5. Poprzeczna rana o długości około 6 cm. zadana ciosem szabli na górną część klatki piersiowej. Ostrze szabli przeszło pomiędzy 2 i 3 żebrem, rozcinając uprzednio część kości piersiowej. Ostrze spowodowało duży siniec po przeciwnej stronie od wejścia rany, w miejscu, gdzie uniosło skórę bez jej uszkodzenia.
6. Na koniec, ostatni cios szablą w prawe ramię, nieco powyżej stawu łączącego z przedramieniem, niezbyt głęboka, ukośna rana biegnąca od łokcia do barku.
Kontynuując obdukcję innych części ciała, znalazłem je w ich normalnym stanie. Przy zebranych, obecnych świadkach, zaświadczam, że przeprowadziłem obdukcję ran bez żadnych nacięć własnych, co podpisuję,
Virvaux, chirurg 40-go pułku piechoty liniowej”

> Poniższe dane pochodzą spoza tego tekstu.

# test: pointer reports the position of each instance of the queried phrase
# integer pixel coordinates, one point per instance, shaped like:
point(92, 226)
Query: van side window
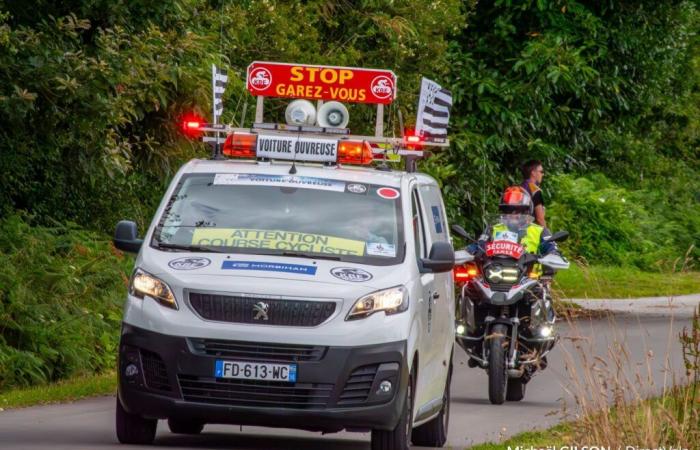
point(435, 213)
point(417, 222)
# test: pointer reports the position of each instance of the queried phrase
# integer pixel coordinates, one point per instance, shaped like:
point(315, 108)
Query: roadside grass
point(671, 407)
point(623, 282)
point(555, 437)
point(63, 391)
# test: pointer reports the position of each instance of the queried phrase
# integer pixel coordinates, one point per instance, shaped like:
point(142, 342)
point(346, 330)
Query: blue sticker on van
point(269, 267)
point(437, 218)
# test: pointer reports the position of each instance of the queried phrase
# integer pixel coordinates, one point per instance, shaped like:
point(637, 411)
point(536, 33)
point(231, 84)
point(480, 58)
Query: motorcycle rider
point(532, 178)
point(516, 225)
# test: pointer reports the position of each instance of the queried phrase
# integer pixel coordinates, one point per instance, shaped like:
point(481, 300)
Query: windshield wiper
point(308, 255)
point(191, 248)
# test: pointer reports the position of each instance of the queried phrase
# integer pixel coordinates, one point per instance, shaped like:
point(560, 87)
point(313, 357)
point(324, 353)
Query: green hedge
point(61, 292)
point(612, 225)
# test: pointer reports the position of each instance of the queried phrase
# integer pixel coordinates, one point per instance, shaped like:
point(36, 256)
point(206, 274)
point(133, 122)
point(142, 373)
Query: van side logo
point(260, 310)
point(351, 274)
point(189, 263)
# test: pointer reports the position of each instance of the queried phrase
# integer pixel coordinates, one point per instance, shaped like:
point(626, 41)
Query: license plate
point(243, 370)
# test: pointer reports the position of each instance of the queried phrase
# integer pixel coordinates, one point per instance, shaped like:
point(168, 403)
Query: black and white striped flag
point(433, 112)
point(219, 80)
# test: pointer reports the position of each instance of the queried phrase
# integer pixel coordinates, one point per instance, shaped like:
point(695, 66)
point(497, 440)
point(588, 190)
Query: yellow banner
point(277, 240)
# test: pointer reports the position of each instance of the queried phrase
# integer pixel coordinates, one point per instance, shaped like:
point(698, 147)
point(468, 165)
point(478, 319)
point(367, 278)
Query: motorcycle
point(505, 316)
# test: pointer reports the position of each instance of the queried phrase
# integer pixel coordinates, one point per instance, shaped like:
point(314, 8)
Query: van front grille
point(358, 386)
point(261, 311)
point(257, 351)
point(154, 371)
point(255, 393)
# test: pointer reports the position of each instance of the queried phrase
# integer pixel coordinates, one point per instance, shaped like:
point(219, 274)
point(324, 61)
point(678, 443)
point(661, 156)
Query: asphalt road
point(650, 339)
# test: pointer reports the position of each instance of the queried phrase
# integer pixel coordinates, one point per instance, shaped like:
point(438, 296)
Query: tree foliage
point(91, 92)
point(608, 87)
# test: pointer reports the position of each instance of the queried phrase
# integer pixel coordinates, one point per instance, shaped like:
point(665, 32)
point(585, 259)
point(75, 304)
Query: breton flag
point(219, 80)
point(433, 112)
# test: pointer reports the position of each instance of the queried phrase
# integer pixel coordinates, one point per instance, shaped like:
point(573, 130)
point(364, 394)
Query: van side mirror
point(441, 258)
point(559, 236)
point(459, 231)
point(125, 237)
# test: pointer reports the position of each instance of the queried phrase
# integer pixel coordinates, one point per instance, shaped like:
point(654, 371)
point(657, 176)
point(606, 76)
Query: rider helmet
point(516, 200)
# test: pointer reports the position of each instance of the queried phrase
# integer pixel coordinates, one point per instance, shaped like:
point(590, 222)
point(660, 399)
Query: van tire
point(498, 378)
point(434, 432)
point(185, 427)
point(399, 437)
point(134, 429)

Śmiertelne okazały się rany 4 i 5. W głowę z uszkodzeniem mózgu i cios szablą w pierś, który przeciął mostek i niemalże przebił księcia na wylot.

Chciałbym w tym miejscu, przedstawić małą notę biograficzną sierżanta 10-go pułku huzarów, który zadał powyższe rany księciu Ludwikowi Ferdynandowi. Dla ścisłości należy zaznaczyć – francuskie źródła podają, że gdy Guindey zażądał poddania się księcia, w zamian otrzymał dwa cięcia szablą, za co w zamian zadał sześć ciosów szablą.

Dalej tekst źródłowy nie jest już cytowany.